Pediatric Dose Calculation - Formulas & Safety First

• Goal: Safe, effective drug levels in children, considering unique physiology.
• Dosing Methods & Formulas:
  • Weight-based (e.g., Clark's Rule): $Pediatric Dose = Adult Dose \times \frac{Weight (kg)}{70}$
  • Age-based (Less accurate):
    • Young's Rule (>1yr): $Adult Dose \times \frac{Age (yrs)}{Age (yrs) + 12}$
    • Fried's Rule (<2yr): $Adult Dose \times \frac{Age (months)}{150}$
  • BSA-based (Often most accurate): $Adult Dose \times \frac{Child's BSA (m²)}{1.73 m²}$
    • Mosteller Formula: $BSA (m^2) = \sqrt{\frac{Height (cm) \times Weight (kg)}{3600}}$
• Safety First: Prioritize mg/kg or BSA. Double-check calculations. Monitor vigilantly.

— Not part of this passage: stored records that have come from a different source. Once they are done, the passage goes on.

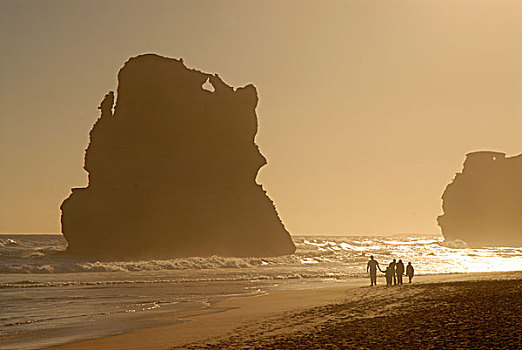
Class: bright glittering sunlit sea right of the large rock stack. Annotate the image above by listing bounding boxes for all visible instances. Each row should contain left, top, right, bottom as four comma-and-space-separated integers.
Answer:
296, 237, 522, 274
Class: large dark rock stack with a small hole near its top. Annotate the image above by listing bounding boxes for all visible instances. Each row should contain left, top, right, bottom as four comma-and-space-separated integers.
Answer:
61, 54, 295, 258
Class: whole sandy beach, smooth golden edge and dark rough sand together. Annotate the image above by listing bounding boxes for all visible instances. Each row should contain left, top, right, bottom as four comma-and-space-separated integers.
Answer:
47, 272, 522, 350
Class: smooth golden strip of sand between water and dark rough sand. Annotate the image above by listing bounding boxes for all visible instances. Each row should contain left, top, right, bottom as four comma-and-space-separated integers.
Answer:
48, 271, 522, 350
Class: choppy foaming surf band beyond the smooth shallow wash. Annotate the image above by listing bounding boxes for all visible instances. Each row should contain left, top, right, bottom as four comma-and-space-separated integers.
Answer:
0, 235, 522, 278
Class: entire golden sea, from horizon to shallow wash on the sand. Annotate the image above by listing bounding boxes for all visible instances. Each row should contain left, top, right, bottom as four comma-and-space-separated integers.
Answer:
0, 234, 522, 349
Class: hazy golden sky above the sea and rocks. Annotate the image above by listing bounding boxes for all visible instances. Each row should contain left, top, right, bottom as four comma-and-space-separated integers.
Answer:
0, 0, 522, 235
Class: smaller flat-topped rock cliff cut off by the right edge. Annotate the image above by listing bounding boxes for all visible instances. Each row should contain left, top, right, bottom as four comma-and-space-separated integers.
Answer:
438, 152, 522, 246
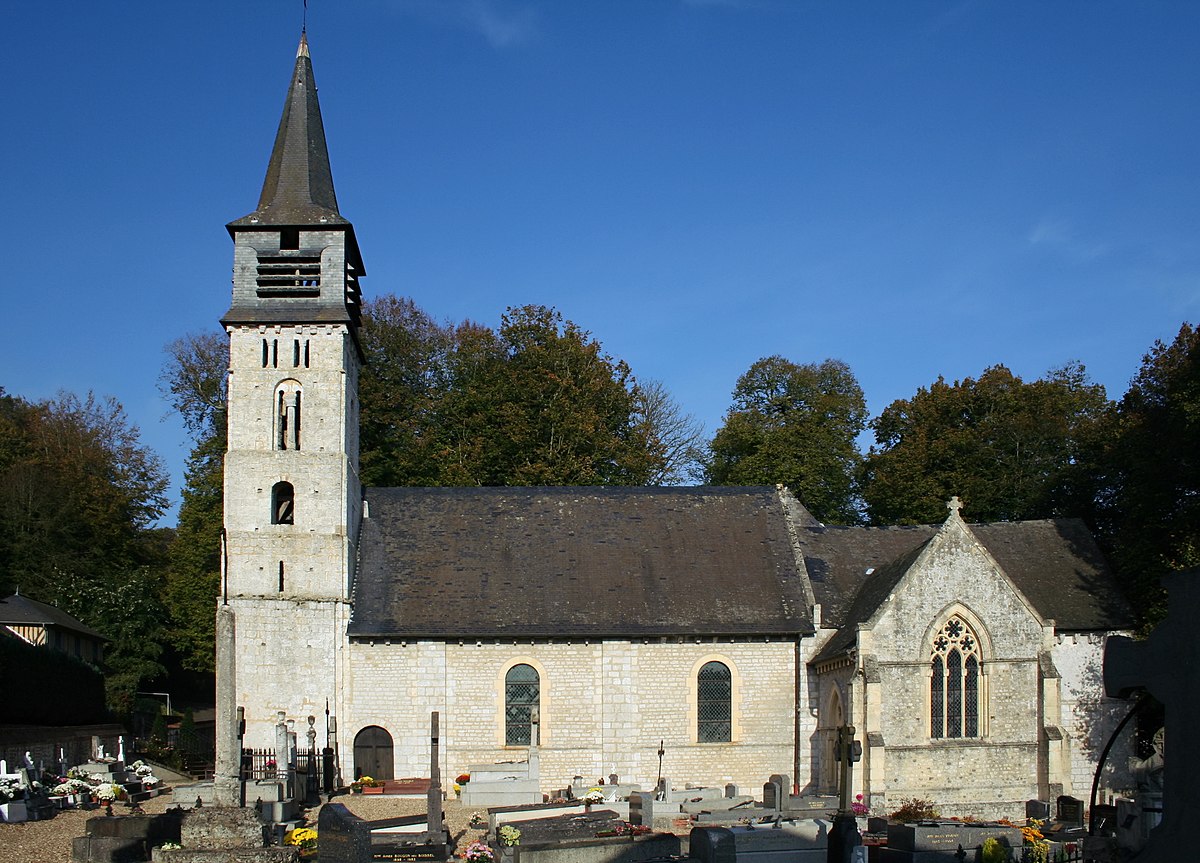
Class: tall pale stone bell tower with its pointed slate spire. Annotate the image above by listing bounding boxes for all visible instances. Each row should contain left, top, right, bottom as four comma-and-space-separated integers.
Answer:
218, 36, 364, 747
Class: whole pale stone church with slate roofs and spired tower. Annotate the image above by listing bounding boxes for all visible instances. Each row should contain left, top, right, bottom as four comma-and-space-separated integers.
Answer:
217, 37, 1132, 817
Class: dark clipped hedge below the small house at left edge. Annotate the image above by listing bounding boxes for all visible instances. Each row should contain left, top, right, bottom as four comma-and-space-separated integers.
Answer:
0, 639, 108, 725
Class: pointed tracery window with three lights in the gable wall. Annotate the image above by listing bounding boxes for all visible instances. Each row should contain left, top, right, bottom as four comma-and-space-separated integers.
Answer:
929, 615, 980, 739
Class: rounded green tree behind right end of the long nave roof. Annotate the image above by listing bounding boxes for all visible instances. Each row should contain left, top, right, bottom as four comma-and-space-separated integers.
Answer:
706, 355, 866, 525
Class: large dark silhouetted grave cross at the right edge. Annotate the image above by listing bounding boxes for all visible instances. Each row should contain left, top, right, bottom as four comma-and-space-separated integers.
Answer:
1104, 570, 1200, 863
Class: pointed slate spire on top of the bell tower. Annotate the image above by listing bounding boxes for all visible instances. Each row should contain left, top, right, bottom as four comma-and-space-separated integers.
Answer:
232, 34, 346, 226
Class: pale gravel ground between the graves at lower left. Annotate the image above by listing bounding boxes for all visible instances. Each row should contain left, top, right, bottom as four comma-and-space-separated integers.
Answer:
0, 793, 487, 863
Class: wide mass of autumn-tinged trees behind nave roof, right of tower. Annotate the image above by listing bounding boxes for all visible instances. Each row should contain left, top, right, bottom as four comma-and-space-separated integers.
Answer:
360, 296, 667, 486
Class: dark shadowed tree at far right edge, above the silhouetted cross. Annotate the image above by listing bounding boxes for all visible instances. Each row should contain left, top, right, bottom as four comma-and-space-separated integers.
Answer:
1097, 323, 1200, 627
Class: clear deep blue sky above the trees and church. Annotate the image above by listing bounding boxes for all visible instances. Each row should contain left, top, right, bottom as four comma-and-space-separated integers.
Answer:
0, 0, 1200, 522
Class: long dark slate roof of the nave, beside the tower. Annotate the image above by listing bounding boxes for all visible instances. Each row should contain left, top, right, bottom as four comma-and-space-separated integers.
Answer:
349, 487, 814, 640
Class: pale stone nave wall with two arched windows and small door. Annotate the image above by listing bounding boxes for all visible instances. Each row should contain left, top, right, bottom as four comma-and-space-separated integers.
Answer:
341, 641, 796, 791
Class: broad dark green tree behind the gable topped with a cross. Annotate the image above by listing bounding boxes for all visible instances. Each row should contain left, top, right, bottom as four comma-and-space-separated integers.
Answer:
863, 364, 1110, 525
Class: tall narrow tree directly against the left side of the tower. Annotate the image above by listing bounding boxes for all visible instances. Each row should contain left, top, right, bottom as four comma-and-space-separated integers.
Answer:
158, 332, 229, 673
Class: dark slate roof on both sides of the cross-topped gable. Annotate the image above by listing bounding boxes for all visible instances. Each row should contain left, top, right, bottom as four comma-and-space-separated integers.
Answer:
799, 519, 1133, 661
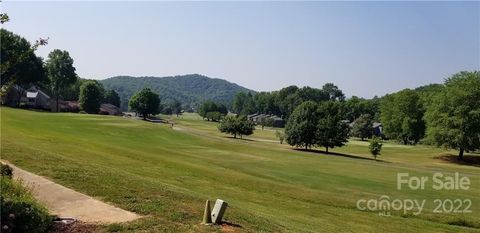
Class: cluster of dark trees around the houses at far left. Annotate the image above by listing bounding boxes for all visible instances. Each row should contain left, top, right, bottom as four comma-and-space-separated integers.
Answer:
0, 26, 120, 113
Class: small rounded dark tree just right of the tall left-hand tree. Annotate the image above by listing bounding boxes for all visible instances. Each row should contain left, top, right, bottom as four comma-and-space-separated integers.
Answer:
78, 80, 103, 113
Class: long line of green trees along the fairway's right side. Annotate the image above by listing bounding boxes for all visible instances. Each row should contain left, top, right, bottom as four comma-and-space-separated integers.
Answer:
215, 71, 480, 159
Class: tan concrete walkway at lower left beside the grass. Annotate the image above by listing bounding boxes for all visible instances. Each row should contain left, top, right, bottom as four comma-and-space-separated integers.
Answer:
7, 163, 141, 224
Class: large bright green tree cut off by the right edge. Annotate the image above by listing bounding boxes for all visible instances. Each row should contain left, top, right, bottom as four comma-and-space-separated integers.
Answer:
425, 71, 480, 160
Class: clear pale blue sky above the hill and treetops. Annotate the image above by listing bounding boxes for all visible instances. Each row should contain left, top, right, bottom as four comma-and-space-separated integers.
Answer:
2, 1, 480, 98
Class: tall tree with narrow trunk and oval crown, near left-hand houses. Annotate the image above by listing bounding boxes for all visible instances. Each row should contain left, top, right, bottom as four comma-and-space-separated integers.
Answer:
45, 49, 77, 111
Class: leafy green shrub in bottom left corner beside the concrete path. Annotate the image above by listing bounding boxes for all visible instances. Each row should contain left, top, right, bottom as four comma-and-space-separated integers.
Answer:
0, 179, 52, 233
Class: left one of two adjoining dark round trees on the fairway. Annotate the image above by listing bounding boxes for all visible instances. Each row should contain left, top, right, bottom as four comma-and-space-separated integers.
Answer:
285, 101, 318, 150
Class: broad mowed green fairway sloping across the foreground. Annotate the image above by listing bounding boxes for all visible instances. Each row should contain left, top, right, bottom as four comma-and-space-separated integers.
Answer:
1, 108, 480, 233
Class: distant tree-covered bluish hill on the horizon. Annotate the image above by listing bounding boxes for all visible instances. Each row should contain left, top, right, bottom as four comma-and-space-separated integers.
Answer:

⭐ BSA-dosing is superior for accuracy with narrow therapeutic index drugs (e.g., chemotherapy, certain renally excreted drugs).

High‑Yield Points - ⚡ Biggest Takeaways

• Body Surface Area (BSA) is the most accurate method for pediatric dose calculation.
• Neonates exhibit ↓ GFR, immature liver enzymes (e.g., glucuronidation), and ↑ total body water.
• ↓ Plasma protein binding in neonates can lead to ↑ free drug concentrations.
• Key drugs to avoid: Sulfonamides (kernicterus), Tetracyclines (teeth/bone), Aspirin (Reye's syndrome), Chloramphenicol (Gray baby syndrome).
• CYP450 enzyme activity matures gradually, significantly impacting drug metabolism.
• Age-based formulas (e.g., Young's Rule, Clark's Rule) are less reliable than BSA-based dosing.